Mitchell, che cosa stava provando?
«Sto scrivendo una nuova partitura su commissione e provavo dei passaggi al sassofono soprano».

Per chi sta componendo? «Per l'Ensemble InterContemporain, l'orchestra da camera fondata a Parigi da Pierre Boulez, direttore, compositore e saggista legato alla contemporanea».

*Di che cosa si tratta?
«Aspetti che le faccio sentire un frammento (a questo punto fa partire una registrazione sul computer e la interrompe dopo un paio di minuti, ndr). Questa era la trascrizione per orchestra del mio assolo sul brano Sustain and Run dall'omonimo disco registrato nel 2016».

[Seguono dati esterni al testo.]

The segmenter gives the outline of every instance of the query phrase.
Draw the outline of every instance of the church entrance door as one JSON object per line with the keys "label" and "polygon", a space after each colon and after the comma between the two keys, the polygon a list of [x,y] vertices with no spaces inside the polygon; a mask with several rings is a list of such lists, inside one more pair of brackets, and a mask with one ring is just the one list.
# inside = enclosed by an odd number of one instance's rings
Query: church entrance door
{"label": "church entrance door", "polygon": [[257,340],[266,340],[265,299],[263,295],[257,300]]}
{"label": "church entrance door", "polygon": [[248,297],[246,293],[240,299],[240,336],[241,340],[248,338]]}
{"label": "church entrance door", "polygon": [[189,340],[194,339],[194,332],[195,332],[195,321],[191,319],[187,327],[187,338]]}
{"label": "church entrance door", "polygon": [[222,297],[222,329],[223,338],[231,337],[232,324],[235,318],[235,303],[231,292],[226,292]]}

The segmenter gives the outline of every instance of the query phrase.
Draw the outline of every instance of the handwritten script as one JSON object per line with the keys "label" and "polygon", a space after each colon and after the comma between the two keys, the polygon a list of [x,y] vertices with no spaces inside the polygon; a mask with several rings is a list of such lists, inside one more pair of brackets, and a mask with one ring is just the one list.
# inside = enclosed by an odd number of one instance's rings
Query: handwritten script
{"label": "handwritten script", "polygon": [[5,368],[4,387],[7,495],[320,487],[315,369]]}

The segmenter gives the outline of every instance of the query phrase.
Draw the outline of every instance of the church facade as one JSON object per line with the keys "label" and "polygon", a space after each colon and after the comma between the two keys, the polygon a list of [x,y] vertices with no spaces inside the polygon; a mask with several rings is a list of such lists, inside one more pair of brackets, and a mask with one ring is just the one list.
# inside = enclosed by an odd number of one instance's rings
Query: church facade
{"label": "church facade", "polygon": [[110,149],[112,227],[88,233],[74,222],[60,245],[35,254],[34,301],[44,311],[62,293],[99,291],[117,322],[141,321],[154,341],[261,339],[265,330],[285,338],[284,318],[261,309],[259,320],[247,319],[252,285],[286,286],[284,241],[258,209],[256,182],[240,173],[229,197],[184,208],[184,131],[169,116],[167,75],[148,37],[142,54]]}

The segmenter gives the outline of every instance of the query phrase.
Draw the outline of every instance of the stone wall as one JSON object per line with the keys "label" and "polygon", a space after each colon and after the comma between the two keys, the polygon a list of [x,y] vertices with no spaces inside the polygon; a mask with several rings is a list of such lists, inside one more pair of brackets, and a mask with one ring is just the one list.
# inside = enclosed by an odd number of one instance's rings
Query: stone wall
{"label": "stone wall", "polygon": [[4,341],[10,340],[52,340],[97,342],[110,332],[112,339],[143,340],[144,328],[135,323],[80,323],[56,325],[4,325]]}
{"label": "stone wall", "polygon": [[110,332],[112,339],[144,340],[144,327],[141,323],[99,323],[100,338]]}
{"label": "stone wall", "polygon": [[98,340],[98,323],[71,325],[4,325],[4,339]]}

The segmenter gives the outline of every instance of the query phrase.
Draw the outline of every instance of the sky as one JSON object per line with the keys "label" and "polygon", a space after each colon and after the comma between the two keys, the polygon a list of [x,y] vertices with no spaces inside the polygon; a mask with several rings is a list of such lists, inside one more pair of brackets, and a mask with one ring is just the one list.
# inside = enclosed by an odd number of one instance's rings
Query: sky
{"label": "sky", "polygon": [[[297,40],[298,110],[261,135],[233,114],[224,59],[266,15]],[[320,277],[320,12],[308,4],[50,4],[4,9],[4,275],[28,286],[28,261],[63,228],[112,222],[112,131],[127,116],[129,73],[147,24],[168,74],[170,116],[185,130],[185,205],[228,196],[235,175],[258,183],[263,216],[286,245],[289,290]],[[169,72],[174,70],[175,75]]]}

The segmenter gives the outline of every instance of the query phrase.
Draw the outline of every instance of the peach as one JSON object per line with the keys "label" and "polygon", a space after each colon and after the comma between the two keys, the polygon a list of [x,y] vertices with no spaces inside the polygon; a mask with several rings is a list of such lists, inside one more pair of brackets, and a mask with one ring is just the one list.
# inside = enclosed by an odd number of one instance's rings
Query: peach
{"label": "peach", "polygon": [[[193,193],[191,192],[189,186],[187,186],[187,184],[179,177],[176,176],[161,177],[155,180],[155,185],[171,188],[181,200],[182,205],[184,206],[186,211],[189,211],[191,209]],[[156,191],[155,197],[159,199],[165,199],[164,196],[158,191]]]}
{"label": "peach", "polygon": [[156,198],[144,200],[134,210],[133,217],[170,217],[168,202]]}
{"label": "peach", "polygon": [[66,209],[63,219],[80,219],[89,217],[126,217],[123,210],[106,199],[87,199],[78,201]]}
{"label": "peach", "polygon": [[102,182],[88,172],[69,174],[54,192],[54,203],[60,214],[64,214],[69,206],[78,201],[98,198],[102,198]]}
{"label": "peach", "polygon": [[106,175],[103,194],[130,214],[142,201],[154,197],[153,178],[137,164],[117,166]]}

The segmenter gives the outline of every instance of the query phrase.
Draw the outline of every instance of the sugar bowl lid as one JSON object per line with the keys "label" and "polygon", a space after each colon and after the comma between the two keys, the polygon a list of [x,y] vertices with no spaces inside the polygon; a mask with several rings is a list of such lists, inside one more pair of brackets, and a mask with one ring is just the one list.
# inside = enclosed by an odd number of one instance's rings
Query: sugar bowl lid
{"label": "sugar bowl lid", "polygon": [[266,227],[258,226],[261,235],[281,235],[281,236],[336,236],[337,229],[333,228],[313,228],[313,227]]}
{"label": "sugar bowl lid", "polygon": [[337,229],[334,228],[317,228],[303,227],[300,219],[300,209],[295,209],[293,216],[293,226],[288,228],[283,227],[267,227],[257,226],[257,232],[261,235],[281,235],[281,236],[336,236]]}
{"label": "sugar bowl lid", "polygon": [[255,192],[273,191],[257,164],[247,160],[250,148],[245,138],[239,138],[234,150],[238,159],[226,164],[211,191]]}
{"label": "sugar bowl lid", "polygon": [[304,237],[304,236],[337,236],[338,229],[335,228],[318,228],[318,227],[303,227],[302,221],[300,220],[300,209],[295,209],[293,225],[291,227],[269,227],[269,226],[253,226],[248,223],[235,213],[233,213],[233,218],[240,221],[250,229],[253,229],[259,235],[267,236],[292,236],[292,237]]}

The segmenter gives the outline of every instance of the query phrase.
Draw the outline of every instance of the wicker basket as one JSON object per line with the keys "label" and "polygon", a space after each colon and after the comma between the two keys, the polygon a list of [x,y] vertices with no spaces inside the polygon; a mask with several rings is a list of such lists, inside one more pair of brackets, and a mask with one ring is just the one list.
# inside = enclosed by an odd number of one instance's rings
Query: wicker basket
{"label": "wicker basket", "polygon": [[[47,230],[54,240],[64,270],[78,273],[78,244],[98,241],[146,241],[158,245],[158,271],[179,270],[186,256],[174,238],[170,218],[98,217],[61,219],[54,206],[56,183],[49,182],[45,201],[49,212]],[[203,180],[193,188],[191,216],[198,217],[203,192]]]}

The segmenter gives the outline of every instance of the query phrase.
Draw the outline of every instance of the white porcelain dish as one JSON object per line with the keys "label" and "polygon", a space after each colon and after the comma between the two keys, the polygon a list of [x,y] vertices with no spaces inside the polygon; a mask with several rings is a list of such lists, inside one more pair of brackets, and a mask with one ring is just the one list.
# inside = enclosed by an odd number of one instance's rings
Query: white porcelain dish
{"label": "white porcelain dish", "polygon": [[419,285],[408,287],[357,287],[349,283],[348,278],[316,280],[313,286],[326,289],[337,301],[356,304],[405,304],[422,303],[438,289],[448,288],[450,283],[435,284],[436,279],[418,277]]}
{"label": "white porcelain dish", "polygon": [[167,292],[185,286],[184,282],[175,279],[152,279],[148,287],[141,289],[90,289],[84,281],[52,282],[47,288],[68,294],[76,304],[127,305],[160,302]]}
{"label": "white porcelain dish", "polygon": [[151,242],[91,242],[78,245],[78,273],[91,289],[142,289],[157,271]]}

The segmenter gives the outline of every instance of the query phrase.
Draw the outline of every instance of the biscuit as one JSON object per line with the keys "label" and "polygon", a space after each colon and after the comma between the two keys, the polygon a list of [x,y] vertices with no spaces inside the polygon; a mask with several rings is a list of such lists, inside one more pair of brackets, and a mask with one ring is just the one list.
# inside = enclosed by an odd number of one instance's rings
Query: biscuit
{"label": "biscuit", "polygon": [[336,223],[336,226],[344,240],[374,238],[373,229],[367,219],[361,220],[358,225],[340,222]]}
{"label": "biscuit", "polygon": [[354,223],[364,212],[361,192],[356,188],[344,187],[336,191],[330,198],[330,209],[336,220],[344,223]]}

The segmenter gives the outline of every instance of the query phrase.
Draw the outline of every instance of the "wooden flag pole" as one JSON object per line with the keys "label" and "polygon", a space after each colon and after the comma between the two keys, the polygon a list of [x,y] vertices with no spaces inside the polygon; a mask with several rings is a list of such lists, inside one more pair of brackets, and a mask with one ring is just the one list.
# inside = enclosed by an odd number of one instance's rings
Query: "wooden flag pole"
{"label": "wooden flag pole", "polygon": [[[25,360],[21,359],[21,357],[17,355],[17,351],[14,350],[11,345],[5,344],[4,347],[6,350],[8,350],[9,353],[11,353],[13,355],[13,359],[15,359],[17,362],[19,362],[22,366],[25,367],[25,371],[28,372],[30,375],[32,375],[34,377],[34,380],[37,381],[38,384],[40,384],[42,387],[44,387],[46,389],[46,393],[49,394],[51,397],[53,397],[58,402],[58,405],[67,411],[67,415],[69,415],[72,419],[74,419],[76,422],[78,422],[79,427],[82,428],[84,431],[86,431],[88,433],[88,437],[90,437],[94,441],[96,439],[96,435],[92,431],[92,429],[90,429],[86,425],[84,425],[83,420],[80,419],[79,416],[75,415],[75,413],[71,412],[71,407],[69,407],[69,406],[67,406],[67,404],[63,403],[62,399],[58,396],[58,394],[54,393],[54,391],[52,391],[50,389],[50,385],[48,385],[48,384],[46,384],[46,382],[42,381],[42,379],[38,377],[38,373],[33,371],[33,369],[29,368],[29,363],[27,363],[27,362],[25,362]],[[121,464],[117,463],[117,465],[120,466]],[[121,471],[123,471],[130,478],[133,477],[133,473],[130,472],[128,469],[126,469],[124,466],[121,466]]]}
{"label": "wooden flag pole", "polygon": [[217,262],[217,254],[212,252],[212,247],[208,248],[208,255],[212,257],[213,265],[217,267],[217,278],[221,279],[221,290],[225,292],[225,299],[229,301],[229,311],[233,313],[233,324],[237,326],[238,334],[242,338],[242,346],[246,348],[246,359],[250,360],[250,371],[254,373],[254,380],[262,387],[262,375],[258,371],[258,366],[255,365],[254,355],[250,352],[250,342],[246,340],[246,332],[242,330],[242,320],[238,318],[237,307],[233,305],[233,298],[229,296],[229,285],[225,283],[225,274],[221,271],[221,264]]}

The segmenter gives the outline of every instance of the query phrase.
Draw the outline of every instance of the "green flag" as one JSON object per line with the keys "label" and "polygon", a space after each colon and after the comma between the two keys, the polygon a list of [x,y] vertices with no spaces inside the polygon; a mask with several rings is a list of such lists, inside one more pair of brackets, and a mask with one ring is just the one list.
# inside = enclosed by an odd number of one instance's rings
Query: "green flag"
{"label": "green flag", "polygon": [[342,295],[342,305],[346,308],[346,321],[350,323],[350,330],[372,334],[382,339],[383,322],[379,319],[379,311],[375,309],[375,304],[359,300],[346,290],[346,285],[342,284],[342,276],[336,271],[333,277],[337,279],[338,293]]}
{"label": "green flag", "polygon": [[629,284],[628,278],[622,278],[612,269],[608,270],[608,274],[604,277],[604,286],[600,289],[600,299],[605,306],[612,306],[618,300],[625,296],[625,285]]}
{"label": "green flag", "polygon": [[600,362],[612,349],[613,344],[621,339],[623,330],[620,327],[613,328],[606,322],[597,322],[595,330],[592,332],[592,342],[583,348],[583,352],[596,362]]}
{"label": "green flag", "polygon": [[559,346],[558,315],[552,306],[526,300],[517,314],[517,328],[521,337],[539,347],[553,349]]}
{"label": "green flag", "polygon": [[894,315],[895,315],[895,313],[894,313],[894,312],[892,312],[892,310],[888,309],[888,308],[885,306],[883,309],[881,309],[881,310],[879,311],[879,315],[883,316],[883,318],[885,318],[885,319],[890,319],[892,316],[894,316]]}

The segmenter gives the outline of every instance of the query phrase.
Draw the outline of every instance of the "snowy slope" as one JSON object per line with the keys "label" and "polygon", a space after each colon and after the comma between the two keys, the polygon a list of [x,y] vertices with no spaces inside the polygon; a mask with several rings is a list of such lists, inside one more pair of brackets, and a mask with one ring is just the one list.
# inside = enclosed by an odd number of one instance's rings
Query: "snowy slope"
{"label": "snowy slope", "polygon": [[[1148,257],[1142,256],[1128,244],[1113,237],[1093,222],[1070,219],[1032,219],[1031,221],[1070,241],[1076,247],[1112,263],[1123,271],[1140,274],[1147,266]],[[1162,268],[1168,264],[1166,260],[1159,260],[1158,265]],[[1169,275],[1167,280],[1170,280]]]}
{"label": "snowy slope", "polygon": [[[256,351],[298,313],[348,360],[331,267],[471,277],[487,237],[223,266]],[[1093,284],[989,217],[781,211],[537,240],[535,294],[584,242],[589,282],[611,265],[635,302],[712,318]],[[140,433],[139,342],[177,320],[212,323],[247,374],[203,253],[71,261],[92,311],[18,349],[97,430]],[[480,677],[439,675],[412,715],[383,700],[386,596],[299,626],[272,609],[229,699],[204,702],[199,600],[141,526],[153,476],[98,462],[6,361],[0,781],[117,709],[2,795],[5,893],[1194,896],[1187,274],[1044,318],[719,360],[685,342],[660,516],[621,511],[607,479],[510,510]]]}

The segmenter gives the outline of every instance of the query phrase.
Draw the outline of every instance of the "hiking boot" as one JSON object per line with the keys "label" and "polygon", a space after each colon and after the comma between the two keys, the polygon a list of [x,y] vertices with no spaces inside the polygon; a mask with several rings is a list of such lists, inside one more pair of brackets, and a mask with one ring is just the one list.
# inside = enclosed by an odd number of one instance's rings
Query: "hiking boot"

Suona e prova molto ancora oggi?
«Faccio quello che reputo sia necessario. La partitura verrà eseguita a Parigi».

A proposito di Parigi, il nome Art Ensemble of Chicago è nato proprio lì sul finire degli anni Sessanta. Avete vissuto due anni nella capitale francese. Che atmosfera si respirava allora?
«C'era gente da tutto il mondo. I1 festival panafricano fu organizzato non a caso lì. A Parigi allora c'erano tutti. Johnny Griffin, Dexter Gordon, Hank Mobley, Don Byas... Era come andare a scuola tutti i giorni e per tutto il giorno. Si suonava senza tregua. E si studiava».

Lei studia molto ancora oggi però.
«Sono musicista. È il mio mestiere».

A cosa la fa pensare la parola «tradizione?».
«È una parola che serve prima per studiare e poi per andare avanti sulla propria strada. La tradizione è la nostra storia: spiritual, marching band, gospel... Alla fine però, dopo aver studiato e assimilato quelle stesse cose, Lester Young e Charlie Parker suonavano in maniera completamente diversa l'uno dall'altro. Questo è l'obiettivo».

Lei ha studiato con Richard Muhal Abrams, innovatore del free jazz.
«Con Muhal studiavi la vita. Si parlava. E dopo aver parlato si suonava».

Quando lei ha iniziato, e per molti anni dopo, il jazz d'avanguardia era legato ai movimenti politici di protesta. Ora non è più così: come vede il jazz?
«Quegli anni sono stati interessanti da quel punto di vista, ma adesso il mio mestiere, come le dicevo, è quello del musicista. Ora faccio esclusivamente quello».

Musica a parte, per il suo lavoro si ispira anche ad altri generi di suoni? Della natura per esempio?
«Sa qual è la cosa più difficile per un musicista? Uscire e suonare assieme alla natura. È difficile perché i suoni della natura sono perfetti e noi umani non possiamo fare di meglio. Prenda il canto degli uccelli. È sempre giusto, perfetto».

Visto che siamo in tema, le chiediamo anche del silenzio, allora.
«È un concetto che mi interessa. I miei studenti, ma anche molti musicisti di jazz, non usano il silenzio. Le loro improvvisazioni sono a flusso continuo, senza interruzione. Bisognerebbe chiudersi in una stanza, suonare un'unica nota e seguirne l'evoluzione».

Che cosa insegna ai suoi studenti?
«A mantenere sempre una grande apertura mentale. Non solo in musica».

Composizione e improvvisazione sono due lati della stessa cosa?
«Per essere un buon improvvisatore bisogna conoscere la composizione. L'improvvisazione è una composizione in tempo reale. Accelera il tempo della scrittura. Per questo faccio trascrizioni di miei assoli e le adatto poi alle formazioni strumentali più diverse, dal quintetto d'archi fino all'orchestra da camera».